Steel Special Moment Frames (SMF) are regularly used as seismic force-resisting systems due to their excellent ductility and wide accommodation of building floor plans and heights. The current AISC Seismic Provisions require the use of reinforcing continuity plates and dictate their size based on a set of rules conservatively inferred from experimental testing. These rules often result in the unnecessary reinforcement of columns and usually require costly complete-joint-penetration (CJP) groove welds to fasten the reinforcing plates. Full-scale testing of 10 moment frames was performed to investigate the design of these continuity plates and their weldments. Six of these frames were exterior connections utilizing the prequalified Reduced Beam Section (RBS) connection, while the remaining four were interior connections utilizing the prequalified Welded Unreinforced Flange-Welded Web (WUF-W) connection. While violating the current continuity plate requirements, all 10 connections surpassed the 0.04 rad story drift requirement of SMF according to the prequalification criteria of the AISC Seismic Provisions. Experimental testing was also performed to measure, for the first time, the in situ residual stresses of a continuity plate.
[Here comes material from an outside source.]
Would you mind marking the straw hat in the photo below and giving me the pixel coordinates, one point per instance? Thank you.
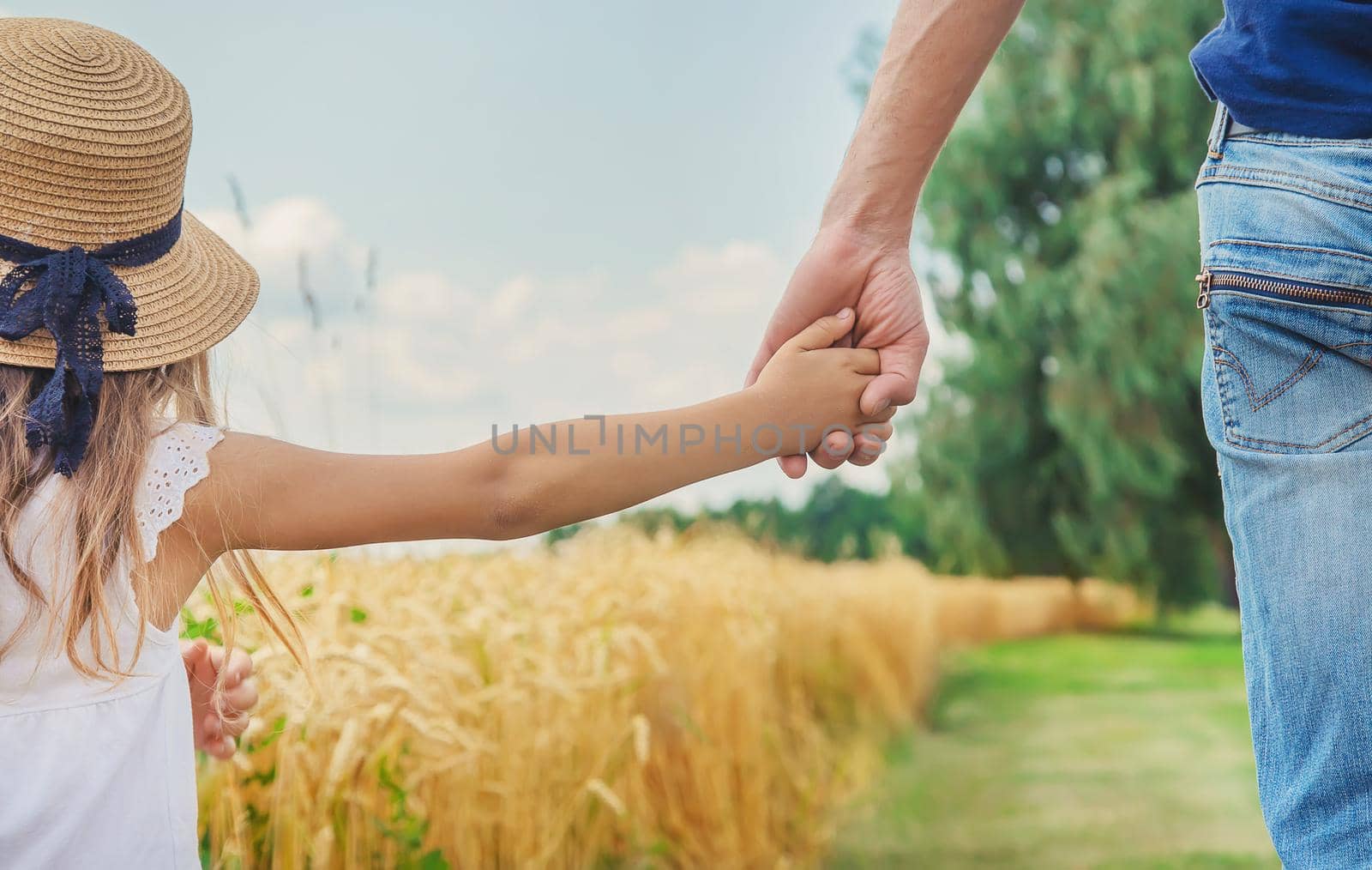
(93, 140)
Detailed parametric finite element modelling and modern fracture mechanics using the Cyclic Void Growth Model for ductile fracture prediction was used to develop an amended set of limit states of reinforced columns. These amended limit states, in conjunction with a newly proposed width-to-thickness requirement, permit the design of column reinforcement based on a rational plastic approach. A fillet weld design that capacity protects the weldments based on a von Mises yield surface is included in this new plastic design method. This new experimentally verified design basis for fillet weldments of continuity plates results in significant fabrication savings. It was also found that sizing the doubler plate weldments for the average developed shear flow according to the relative doubler plate stiffness was adequate to fasten the doubler plate. This results in significant savings over current requirements which currently require welds to develop the shear strength of the doubler plate.